Lastly, I chose the great blues guitarist Luther Allison’s album Live in Chicago (Alligator Records) to see how the V7F would handle the raw/sizzling electrical guitar and organ playing of this live recording. I often heard this great blues man in small clubs when I was growing up in Chicago, and I know how powerful his guitar playing can be. These speakers easily delivered all of the punch of this music and filled my room at very high volume levels with absolutely no distortion or smearing of the details of Allison’s guitar solos.
• The Aurum Cantus V7F speaker’s build quality is superlative, and the physical appearance is beautiful.
• It can be driven with virtually any type of amplifier and would fit into a very high-end system or an entry-level home theatre rig.
• It produces natural/vivid tonality, has excellent transparency/micro-details, and can pressurize a room with its lower frequency range.
• The V7F can image like a world-class two-way, stand-mount speaker, yet it adds on the power and extension of a much larger floorstander in a rather compact enclosure.
• You can drive the V7F with just about any type of amplifier; however, because of its reference-level transparency/resolution, it will reveal any shortcomings in your upstream equipment.
• If you place the V7F into a very small acoustic space, it might overload your room with its powerful low-end extension and sound boomy.
Comparison and Competition
There are two floorstanding speakers in the price range of the Aurum Cantus V7F that I have experience with that would be its natural competitors: the Vandersteen 3A Signature, listed at $4,775/pair, and the PSB Imagine T2, at $3,498/pair. When it comes to the Vandersteen 3A Signature’s performance, its top end sounded rolled off, and lacked the micro-details of the V7F’s high-end frequencies. Another aspect that should be noted is that it also could not compete with the V7F’s overall transparency throughout the total frequency range. On the other hand, the PSB Imagine T2 fared much better regarding overall dynamics and punch; however, its high-end performance still fell quite short of the wonderful ribbon tweeter of the V7F regarding air/decays and an overall detailed yet sweet but never harsh presentation.
I expected that any speaker designed and built by Aurum Cantus would be quite a good music maker. I assumed, based on how my Lawrence Audio Cello speakers perform with their Aurum Cantus drivers, that the Aurum Cantus’ in-house chiefs could probably cook up a fine-sounding speaker. However, I was quite shocked at how wonderful the V7F speakers were, both in visual appearance and overall performance. When you consider its cost, the V7F becomes one of the greatest bargains of the year. The V7F is one of the most attractive speakers in its overall shape and natural wood veneer. It reminds me very much of a “baby” Rockport speaker in its style and shape; however, any Rockport model costs thousands of dollars more. The piano lacquer rosewood veneer is so impressive, compared with the veneer/finish of some very high-end speakers. You could buy six or seven V7F speakers for the price of just one of these other companies’ models.

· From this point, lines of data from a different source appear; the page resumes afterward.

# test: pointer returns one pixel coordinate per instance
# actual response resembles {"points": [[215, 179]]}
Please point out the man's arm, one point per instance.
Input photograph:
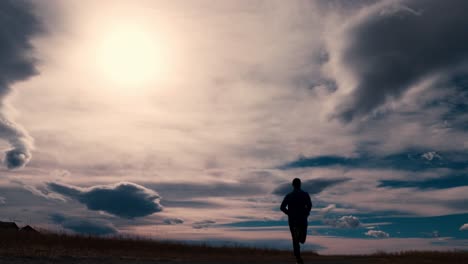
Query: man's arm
{"points": [[284, 204]]}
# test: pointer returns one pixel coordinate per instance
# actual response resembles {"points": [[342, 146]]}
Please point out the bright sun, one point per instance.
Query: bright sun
{"points": [[129, 56]]}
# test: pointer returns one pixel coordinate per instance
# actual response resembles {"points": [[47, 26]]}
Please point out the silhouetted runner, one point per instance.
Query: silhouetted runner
{"points": [[297, 206]]}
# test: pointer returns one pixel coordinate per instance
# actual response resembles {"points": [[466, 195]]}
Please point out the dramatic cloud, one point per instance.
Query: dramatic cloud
{"points": [[348, 221], [125, 199], [173, 221], [18, 24], [444, 182], [391, 46], [84, 226], [313, 186], [407, 160], [377, 234], [203, 224], [184, 190]]}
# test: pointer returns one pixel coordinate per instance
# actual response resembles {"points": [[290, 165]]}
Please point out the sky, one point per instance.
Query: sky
{"points": [[188, 120]]}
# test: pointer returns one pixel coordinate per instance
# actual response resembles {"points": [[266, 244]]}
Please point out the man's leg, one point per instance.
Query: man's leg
{"points": [[302, 233], [295, 237]]}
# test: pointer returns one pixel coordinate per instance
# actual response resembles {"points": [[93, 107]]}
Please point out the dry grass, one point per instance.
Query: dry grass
{"points": [[52, 245], [56, 246]]}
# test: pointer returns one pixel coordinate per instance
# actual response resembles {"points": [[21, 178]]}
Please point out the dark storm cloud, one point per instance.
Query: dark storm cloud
{"points": [[84, 226], [125, 199], [313, 186], [173, 221], [449, 181], [396, 45], [18, 24], [347, 221], [203, 224], [409, 160]]}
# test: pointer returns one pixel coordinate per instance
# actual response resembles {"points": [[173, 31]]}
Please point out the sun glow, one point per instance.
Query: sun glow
{"points": [[130, 56]]}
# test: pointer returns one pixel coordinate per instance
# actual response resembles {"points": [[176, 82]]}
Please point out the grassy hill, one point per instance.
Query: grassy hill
{"points": [[20, 247]]}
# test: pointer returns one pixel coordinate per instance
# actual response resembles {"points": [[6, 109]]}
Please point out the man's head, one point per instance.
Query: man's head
{"points": [[297, 183]]}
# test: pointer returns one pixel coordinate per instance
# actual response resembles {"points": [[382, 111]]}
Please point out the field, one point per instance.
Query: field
{"points": [[45, 248]]}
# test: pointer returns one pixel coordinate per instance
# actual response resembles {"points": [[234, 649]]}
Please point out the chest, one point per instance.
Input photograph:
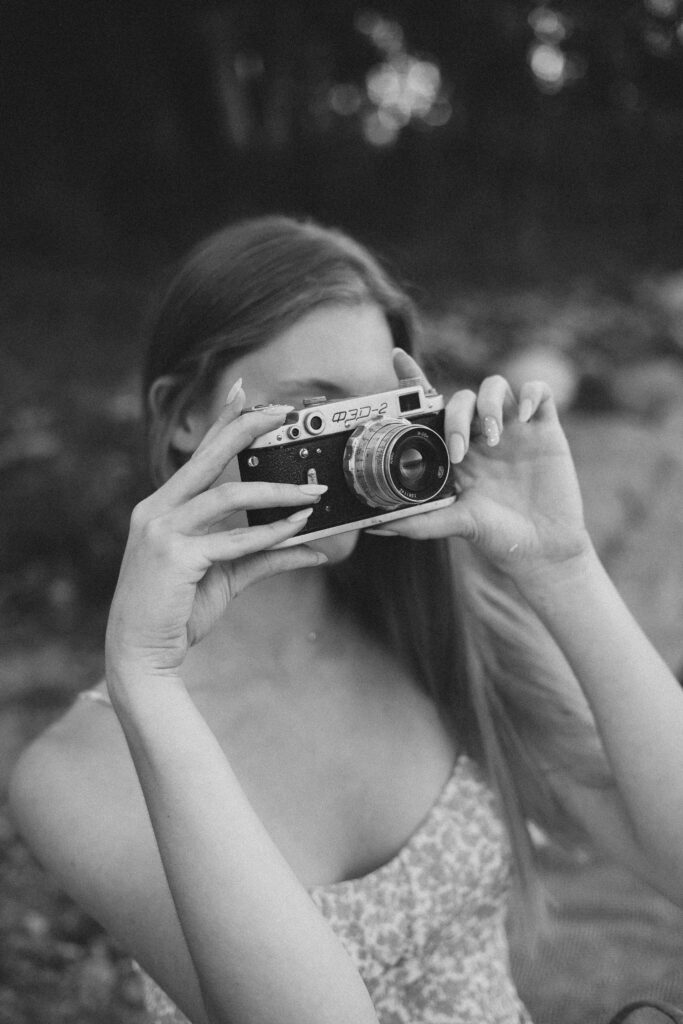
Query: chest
{"points": [[340, 776]]}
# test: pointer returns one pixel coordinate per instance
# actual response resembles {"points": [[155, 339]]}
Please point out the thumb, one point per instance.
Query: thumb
{"points": [[406, 366], [235, 402]]}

Of course, its appearance means nothing if the V7F doesn’t perform at a high level…but it does–offering reference-level transparency/resolution, truth in timbres/tonality, terrific soundstaging/imaging, excellent overall dynamics/punch, and detailed yet sweet top-end extension. It’s simply a fantastic performer for $3,500/pair–and remember, you also get to have a 60-day grace period for home auditions. The ultimate compliment a reviewer can give to a product is if they purchase it for their own system, and that’s exactly what I did. The V7F is now my new reference speaker for in my smaller upstairs system.